# Introduction
In `2. Part of Speech Tagging - LSTM` I attempted to use a RNN for Part of Speech (POS) tagging based on word embeddings created with Google's word2vec pretrained on their news data set, and some extra features.

In this notebook I will have another go at it with some more experience with RNNs. Also, this time I will be sure to ignore padded data when calculating loss functions by using the `sample_weight` parameter of `fit`. I think not suing sample weight might have severly harmed my previous model.

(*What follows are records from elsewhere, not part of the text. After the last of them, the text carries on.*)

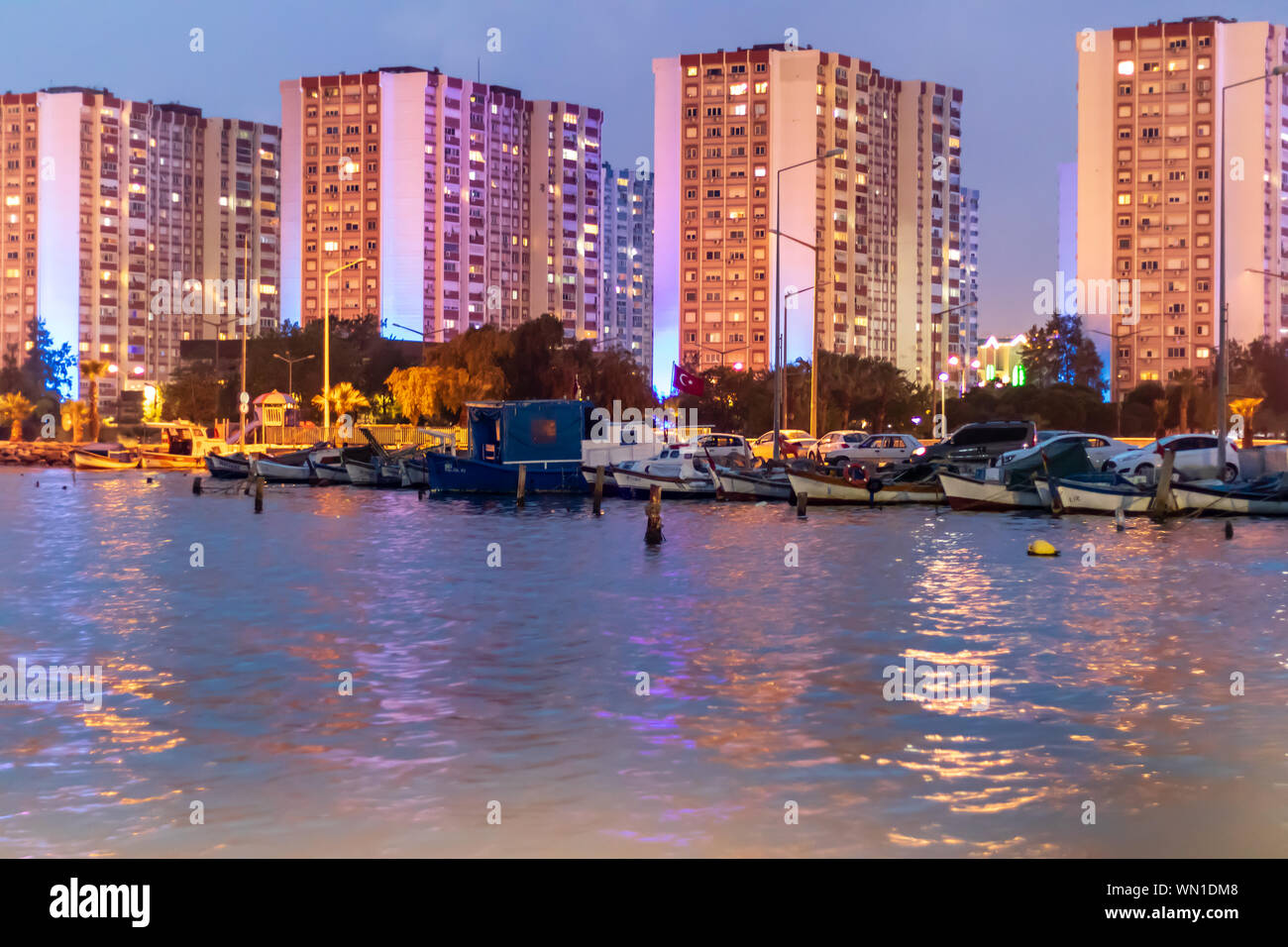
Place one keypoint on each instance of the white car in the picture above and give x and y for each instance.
(835, 441)
(721, 446)
(1100, 449)
(1196, 458)
(877, 449)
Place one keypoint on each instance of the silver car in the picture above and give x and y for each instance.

This time I will include a frozen embedding layer in my model instead of pre processing the data into word vectors.
I'll try word embeddings trained by [Glove](https://nlp.stanford.edu/projects/glove/) this time. Glove  which is Stanfords embedding model.

# The data
I will be using the same training data for my tagger as in `1. Part of Speech Tagging - First Atempt`:
[Universal Dependencies - English Web Treebank](http://universaldependencies.org/treebanks/en_ewt/index.html), a CoNLL-U formart corpus with 254 830 words and 16 622 sentences in english *taken from various web media including weblogs, newsgroups, emails, reviews, and Yahoo! answers*.

## Load the Data
First lets load the training data and convert it to a python dictionary and a pandas data frame.
I use the [conllu](https://github.com/EmilStenstrom/conllu) python package to parse the CoNLL-U files to dictionaries.

In [1]:
import numpy as np
import conllu

Read the data.

In [2]:
directory = 'UD/UD_English-EWT'
with open('{}/en_ewt-ud-train.conllu'.format(directory), 'r', encoding='utf-8') as f:
    train_text = f.read()
    
directory = 'UD/UD_English-EWT'
with open('{}/en_ewt-ud-dev.conllu'.format(directory), 'r', encoding='utf-8') as f:
    dev_text = f.read()
    
directory = 'UD/UD_English-EWT'
with open('{}/en_ewt-ud-test.conllu'.format(directory), 'r', encoding='utf-8') as f:
    test_text = f.read()

Convert it to a dictionary.

In [3]:
train_dict = conllu.parse(train_text)
dev_dict = conllu.parse(dev_text)
test_dict = conllu.parse(test_text)

Count sentences and tokens.

In [4]:
from functools import reduce

n_train_sentences = len(train_dict)
n_train_tokens = reduce(lambda x, y: x + len(y), train_dict, 0)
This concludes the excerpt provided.